By: Donna J. Kazenske

People of all ages have celebrated Christmas throughout the centuries, but where did it originate? Are the roots of Christmas really as Christian as many believe or are they pagan? Is Christmas really the day of Christ’s birth?

If Christmas is truly a Christian holiday, then why isn’t it mentioned in the word of God? Did the apostles and disciples celebrate Christmas? The New Testament makes no mention of any birthday celebration regarding the birth of Christ.

Was Jesus born on December 25th?

Luke 2:8 (quickview)  – Now there were in the same country shepherds living out in the fields, keeping watch over their flock by night.

Shepherds in Bethlehem did not make a habit of living in the fields during the winter season. December – February were very cold months. The shepherds of Judea did not watch their flocks in the fields during the month of December. They usually stayed in the fields until sometime around the end of September or possibly October.

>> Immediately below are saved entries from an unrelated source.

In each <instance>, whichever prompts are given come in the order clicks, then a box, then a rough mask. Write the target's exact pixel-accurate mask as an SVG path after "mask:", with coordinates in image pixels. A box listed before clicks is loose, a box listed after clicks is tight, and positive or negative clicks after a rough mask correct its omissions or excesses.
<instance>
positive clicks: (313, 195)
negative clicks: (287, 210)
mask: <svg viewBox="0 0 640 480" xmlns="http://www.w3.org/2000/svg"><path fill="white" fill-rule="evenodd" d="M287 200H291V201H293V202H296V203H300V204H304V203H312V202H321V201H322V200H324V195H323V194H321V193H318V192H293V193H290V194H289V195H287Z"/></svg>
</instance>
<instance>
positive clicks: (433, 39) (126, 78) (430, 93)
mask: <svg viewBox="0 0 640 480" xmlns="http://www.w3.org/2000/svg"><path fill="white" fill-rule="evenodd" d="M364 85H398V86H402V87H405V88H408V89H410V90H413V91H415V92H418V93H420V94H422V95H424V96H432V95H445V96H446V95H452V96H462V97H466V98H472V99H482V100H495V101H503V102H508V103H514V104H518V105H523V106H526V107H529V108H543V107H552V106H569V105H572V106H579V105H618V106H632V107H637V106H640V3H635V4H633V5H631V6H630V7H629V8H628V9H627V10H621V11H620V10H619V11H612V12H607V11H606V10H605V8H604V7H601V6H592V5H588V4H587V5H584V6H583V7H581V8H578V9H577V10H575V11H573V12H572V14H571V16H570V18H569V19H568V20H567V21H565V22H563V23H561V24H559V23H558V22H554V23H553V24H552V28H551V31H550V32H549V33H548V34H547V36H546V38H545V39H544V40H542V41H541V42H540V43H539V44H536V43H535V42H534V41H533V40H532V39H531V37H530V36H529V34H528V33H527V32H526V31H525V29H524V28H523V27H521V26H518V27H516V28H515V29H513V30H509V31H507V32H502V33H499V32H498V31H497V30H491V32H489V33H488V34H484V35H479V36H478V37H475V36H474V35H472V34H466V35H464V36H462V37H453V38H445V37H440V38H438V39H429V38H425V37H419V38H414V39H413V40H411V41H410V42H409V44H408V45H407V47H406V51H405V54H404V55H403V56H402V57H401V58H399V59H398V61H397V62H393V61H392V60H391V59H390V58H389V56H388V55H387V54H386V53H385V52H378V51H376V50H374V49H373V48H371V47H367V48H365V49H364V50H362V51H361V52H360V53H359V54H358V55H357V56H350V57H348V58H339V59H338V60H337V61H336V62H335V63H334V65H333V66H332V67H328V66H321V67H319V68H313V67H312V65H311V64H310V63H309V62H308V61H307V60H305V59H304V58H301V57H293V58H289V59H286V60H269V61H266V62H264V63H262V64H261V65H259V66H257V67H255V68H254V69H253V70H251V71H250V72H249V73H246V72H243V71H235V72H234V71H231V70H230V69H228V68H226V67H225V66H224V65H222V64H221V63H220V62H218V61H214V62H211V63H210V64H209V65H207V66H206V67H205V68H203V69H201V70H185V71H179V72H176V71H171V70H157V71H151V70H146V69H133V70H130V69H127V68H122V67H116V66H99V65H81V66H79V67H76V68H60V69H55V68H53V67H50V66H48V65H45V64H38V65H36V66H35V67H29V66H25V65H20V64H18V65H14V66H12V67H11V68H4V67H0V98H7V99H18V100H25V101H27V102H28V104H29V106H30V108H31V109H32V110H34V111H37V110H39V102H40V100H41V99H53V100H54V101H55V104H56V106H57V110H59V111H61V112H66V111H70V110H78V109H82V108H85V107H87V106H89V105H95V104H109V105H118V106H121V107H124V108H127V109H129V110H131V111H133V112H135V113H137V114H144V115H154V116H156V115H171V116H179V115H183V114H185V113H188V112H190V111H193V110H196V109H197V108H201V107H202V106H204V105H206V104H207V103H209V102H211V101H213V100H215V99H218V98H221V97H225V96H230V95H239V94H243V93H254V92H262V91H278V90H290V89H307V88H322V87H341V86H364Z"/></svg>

Therefore, Christ could not have been born on December 25th.

Then why do we celebrate December 25th as the birthday of Christ?

December 25th was the birthday of the son-god, Mithra, a pagan deity whose religious influence was widespread in the Roman Empire during the first few centuries. Mithra was identified with the Semitic sun-god Shamash, and his worship spread from Asia to the west where he was worshipped throughout the Roman Empire as Deus Sol Invictus Mithras in the early centuries A.D.

In 313 AD, Emperor Constantine issued the Edict of Toleration (Edict of Milan) which made Christianity a popular religion. This edict ended all policies of persecution toward Christians.

70 years later, Emperor Theodosius made Christianity compulsory. Sounds great doesn’t it? The fact of the matter is that many heathens adopted Christianity without true repentance. They remained heathen in their hearts, yet they came into the church with all of their idolatry and pagan ways. As a result, their pagan celebration of the day of the sun, December 25th, was brought into Christianity.

What about the Christmas tree?

Many legends exist today regarding the origin of the Christmas tree. One is the story of Saint Boniface, an English monk who organized the Christian Church in France and Germany. One day, as he traveled about, he came upon a group of pagans gathered around a great oak tree about to sacrifice a child to the god Thor. In order to stop the sacrifice and save the child’s life, Boniface felled the tree with one mighty blow of his fist. In its place grew a small fir tree. The saint told the pagan worshipers that the tiny fir was the Tree of Life and stood for eternal life of Christ.

Another legend holds that Martin Luther was walking through the forest one Christmas Eve and was awe-struck by the beauty of the stars glimmering through the branches of the evergreen trees. He was so taken by this beautiful sight that he cut down a small tree and took it home to his family. To recreate what he saw in the forest, he placed candles on all of its branches.